Thüringische Landeszeitung (Gera)
Taschenlampen, Pumpsbrei, Freibier und Bananen
„Bist du eigentlich selbst schon mal mitgelaufen?“, grinste Hans-Georg Kremer, als er mir eine Widmung „in alter Freundschaft“in das neue Buch „50 Jahre Rennsteiglauf“schrieb. „Ach ja, du musstet ja immer arbeiten“, antwortete der Erfinder des Thüringer Sportklassikers, der auch den 51. am Samstag mitmachen wird, für mich.
1985 begann meine „schriftliche“Liebe zum Lauf. Als JournalistikStudent und Mitarbeiter der Thüringer Neuesten Nachrichten durfte ich bei der Hitzeschlacht mit über 30 Grad erstmals dabei sein. Nach der Wende 1990 war ich sogar mal Pressesprecher. Dass der Rennsteiglauf danach fast Insolvenz anmelden musste, lag aber nicht an meinem Honorar.

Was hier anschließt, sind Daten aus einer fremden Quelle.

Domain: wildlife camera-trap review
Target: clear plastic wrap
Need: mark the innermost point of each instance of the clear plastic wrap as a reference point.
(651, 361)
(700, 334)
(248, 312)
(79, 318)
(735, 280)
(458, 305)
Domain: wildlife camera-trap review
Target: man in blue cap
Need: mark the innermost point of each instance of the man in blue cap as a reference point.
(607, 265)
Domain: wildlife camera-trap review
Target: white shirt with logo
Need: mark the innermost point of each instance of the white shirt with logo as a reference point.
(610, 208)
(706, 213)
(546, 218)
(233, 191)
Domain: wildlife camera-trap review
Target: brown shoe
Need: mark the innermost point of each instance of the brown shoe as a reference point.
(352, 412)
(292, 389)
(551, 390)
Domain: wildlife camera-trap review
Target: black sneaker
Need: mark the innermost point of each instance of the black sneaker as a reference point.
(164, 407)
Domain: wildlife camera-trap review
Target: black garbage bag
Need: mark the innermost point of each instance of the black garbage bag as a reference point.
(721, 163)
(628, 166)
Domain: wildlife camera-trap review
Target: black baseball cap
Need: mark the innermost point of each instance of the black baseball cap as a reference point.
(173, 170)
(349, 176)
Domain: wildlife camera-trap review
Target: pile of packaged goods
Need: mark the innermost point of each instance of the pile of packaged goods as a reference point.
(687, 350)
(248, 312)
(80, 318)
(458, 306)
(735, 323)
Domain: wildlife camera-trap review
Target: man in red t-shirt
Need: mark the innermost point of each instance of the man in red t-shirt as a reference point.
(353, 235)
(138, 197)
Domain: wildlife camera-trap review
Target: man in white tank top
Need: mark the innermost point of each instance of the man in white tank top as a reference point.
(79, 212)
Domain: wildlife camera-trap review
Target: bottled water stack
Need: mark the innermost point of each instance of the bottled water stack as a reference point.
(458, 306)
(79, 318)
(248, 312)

Auf den fast 300 Buchseiten, die „Chefredakteur“Kremer mit seinem Redaktionskollegium jetzt gefüllt hat, finden sich nach Jahren geordnet spannende Geschichten aus dem halben Lauf-Jahrhundert. Am
Anfang standen vier verrückte Jenaer Studenten, die vor 51 Jahren 100 km über den Rennsteig an einem Tag laufen wollten. Am Ende waren es zwar „nur“84 km vom Bahnhof in Eisenach bis nach Masserberg, doch das Quartett hatte eine Entwicklung ausgelöst, die keiner vorausahnen konnte.
Statt im Krankenwagen im 311er Wartburg heimgekehrt
Hans-Joachim Römhild, der 2016 leider verstarb, schrieb damals über den 12. Mai 1973: „Freitag Fuß verknackst, kann kaum noch auftreten. Am Morgen Pumpsessen (Haferflocken – die Geburtsstunde des Rennsteiglauf-Schleims) bei Hansi (Kremer). Als dann die Straße eine Art Kopfsteinpflaster wurde, gingen wir, da unsere Fußsohlen es nicht aushielten. 90 km gelaufen.“
Christina, die Ehefrau von Jens Wötzel, war sich sicher, dass ihr Mann am Abend „nur mit einem Krankenwagen nach Hause kommen wird“. Er kam im 311er Wartburg, war überraschend frisch und munter, erinnert sie sich im Buch, dass auch im Ziel am Samstag in Schmiedefeld verkauft wird.
Beim zweiten Versuch waren es übrigens acht Aktive. 1975 aber standen dann um 1 Uhr nachts 813 (!) Mutige, viele mit Taschenlampen, am Heuberghaus am Start. Jetzt war die Idee nicht mehr zu stoppen. Meine Zeitung, die TNN aus Weimar, wo ich gerade volontierte, hatte den Siegerpokal gestiftet, der an Wolfgang Kahms von Einheit Pankow ging. Für jeden Läufer gab es damals eine Banane, die Kremers Uni-Kollege Paul Dern aus dem Jenaer „Russenmagazin“beschaffte. Etliche Läufer nahmen die begehrte Südfrucht für ihre Kinder mit nach Hause.
Ab der dritten Auflage ist die Idee nicht mehr zu stoppen
Es folgten Läufe, bei denen die Aktiven gegen Sturm, Sonne, Regen und manchmal auch Schnee kämpften. Am 25. Mai 2013 mussten in Eisenach Autoscheiben freigekratzt werden. Doch immer kämpften sich die meisten ins schönste Ziel der Welt in Schmiedefeld, das Glücksgefühle und oft ein Freibier versprach. Fast eine halbe Million Menschen hat der Rennsteiglauf seit 1973 bewegt.
Die längste Laufstrecke meines Lebens waren übrigens 17 Kilometer 1983 auf einem Kasernenhof in Torgelow. Ich habe dann aufgehört, weil es langweilig wurde und die Sonne unterging. Jetzt bin ich 60. Und wenn ich so auf den Trend beim Rennsteiglauf mit dem Wanderboom schaue, könnte ich vielleicht als Rentner doch noch mal eine Meldung abgeben. 17 Kilometer mit Stöcken und meiner Frau als Stütze, die sind vielleicht noch drin.